Globale Zusammenhänge und Klimawandel
Im Gespräch über den Klimawandel zeigt Adam auf, wie dieser eine globale Herausforderung darstellt, die nicht isoliert betrachtet werden kann. Die Verantwortung und die Auswirkungen sind ungleich verteilt, wobei entwickelte Länder wie die USA und Europa historisch am meisten zur Globalen Erwärmung beigetragen haben. Gleichzeitig bestehen in Schwellenländern andere Herausforderungen, die nicht übersehen werden dürfen. Adam plädiert dafür, dass ein globales Umdenken notwendig ist, das Reichtum und Ressourcen gerechter verteilt.
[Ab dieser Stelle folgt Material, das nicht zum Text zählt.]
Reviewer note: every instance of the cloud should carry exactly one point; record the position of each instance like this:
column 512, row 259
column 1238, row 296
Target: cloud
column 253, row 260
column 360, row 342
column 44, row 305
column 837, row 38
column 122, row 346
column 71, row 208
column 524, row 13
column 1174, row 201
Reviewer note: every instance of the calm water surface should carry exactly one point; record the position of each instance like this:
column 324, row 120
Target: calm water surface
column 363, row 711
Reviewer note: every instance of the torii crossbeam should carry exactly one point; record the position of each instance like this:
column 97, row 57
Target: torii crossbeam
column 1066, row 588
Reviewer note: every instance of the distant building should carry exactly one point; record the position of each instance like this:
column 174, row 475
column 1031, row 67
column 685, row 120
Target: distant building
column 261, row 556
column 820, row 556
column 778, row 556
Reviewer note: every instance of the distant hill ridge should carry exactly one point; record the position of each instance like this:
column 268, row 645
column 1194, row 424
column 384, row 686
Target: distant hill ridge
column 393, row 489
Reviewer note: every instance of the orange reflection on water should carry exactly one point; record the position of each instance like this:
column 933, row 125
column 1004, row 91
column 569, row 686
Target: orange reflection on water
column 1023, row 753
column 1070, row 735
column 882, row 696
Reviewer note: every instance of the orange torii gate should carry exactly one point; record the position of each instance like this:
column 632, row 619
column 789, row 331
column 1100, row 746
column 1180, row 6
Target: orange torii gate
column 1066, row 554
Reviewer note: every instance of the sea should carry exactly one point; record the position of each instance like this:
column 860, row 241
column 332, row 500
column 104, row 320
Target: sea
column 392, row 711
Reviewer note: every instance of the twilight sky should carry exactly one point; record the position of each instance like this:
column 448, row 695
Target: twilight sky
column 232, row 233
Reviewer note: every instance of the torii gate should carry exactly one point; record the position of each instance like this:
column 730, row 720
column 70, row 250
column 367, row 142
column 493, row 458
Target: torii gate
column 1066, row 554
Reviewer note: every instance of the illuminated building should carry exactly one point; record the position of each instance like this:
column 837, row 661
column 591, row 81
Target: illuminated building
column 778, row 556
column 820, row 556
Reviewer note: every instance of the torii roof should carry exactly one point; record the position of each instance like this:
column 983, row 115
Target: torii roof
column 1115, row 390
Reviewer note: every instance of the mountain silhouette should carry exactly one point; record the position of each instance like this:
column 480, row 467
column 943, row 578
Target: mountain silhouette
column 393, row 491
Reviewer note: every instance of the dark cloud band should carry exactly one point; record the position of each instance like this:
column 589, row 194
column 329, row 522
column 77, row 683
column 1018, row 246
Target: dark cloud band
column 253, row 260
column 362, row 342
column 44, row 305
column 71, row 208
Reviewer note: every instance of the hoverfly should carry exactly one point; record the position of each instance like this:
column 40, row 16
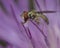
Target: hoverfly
column 35, row 16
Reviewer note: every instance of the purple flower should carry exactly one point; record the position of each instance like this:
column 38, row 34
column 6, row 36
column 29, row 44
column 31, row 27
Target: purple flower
column 14, row 34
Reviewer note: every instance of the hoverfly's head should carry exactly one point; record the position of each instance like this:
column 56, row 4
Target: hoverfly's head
column 31, row 15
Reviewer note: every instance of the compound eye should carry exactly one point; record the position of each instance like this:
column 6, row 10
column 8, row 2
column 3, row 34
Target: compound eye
column 31, row 16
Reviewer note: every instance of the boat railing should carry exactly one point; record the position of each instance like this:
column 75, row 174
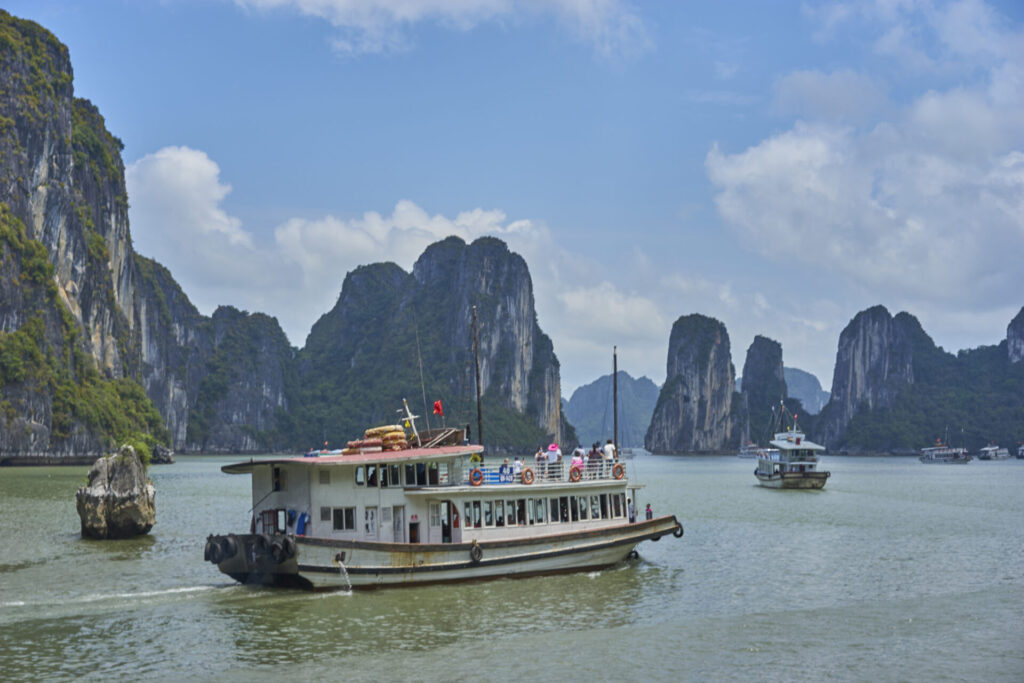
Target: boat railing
column 539, row 473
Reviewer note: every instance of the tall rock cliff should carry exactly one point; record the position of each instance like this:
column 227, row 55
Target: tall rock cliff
column 366, row 352
column 590, row 410
column 84, row 321
column 694, row 411
column 764, row 386
column 875, row 361
column 1015, row 338
column 806, row 387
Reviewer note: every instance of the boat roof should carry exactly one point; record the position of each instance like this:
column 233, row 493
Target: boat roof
column 391, row 457
column 787, row 441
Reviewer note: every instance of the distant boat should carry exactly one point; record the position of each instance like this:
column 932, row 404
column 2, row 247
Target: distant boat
column 993, row 453
column 792, row 463
column 944, row 455
column 749, row 450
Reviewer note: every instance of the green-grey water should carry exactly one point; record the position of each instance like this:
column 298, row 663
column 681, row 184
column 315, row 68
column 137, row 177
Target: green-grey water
column 895, row 571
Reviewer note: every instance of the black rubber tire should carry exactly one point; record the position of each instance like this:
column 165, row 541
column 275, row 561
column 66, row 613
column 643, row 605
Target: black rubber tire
column 229, row 546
Der Einfluss von Wissenschaft auf Politik
Adam reflektiert die Rolle der Wissenschaft bei der Gestaltung von Politik und deren Einfluss auf öffentliche Entscheidungen hinsichtlich des Klimawandels. Die Herausforderungen in der Politik, wissenschaftliche Erkenntnisse und gesellschaftliche Bedürfnisse in Einklang zu bringen, seien bedeutend. Adam plädiert für eine stärkere Verankerung wissenschaftlicher Erkenntnisse in der politischen Entscheidungsfindung und fordert, dass dies ernst genommen wird. Nur durch diese Verbindung können sinnvolle Lösungen für die Herausforderungen des Klimawandels gefunden werden.
Politik für Desinteressierte
Zu Gast im Studio: Adam Tooze, britischer Wirtschaftshistoriker und Professor an der Columbia University in New York.
Ein Gespräch über seine Arbeit an amerikanischen Universitäten, die Ausbildung und Reproduktion von Eliten, Demokratie und der heutige Adel, Umverteilung, Kapitalismus und Faschismus, die US-Hegemonie auf militärischer, politischer und ökonomischer Ebene, die Reichen, der (Un-)Wille auf den Klimawandel die notwendigen Lösungen zu finden sowie Adams Kindheit und sein Opa als KGB-Agent.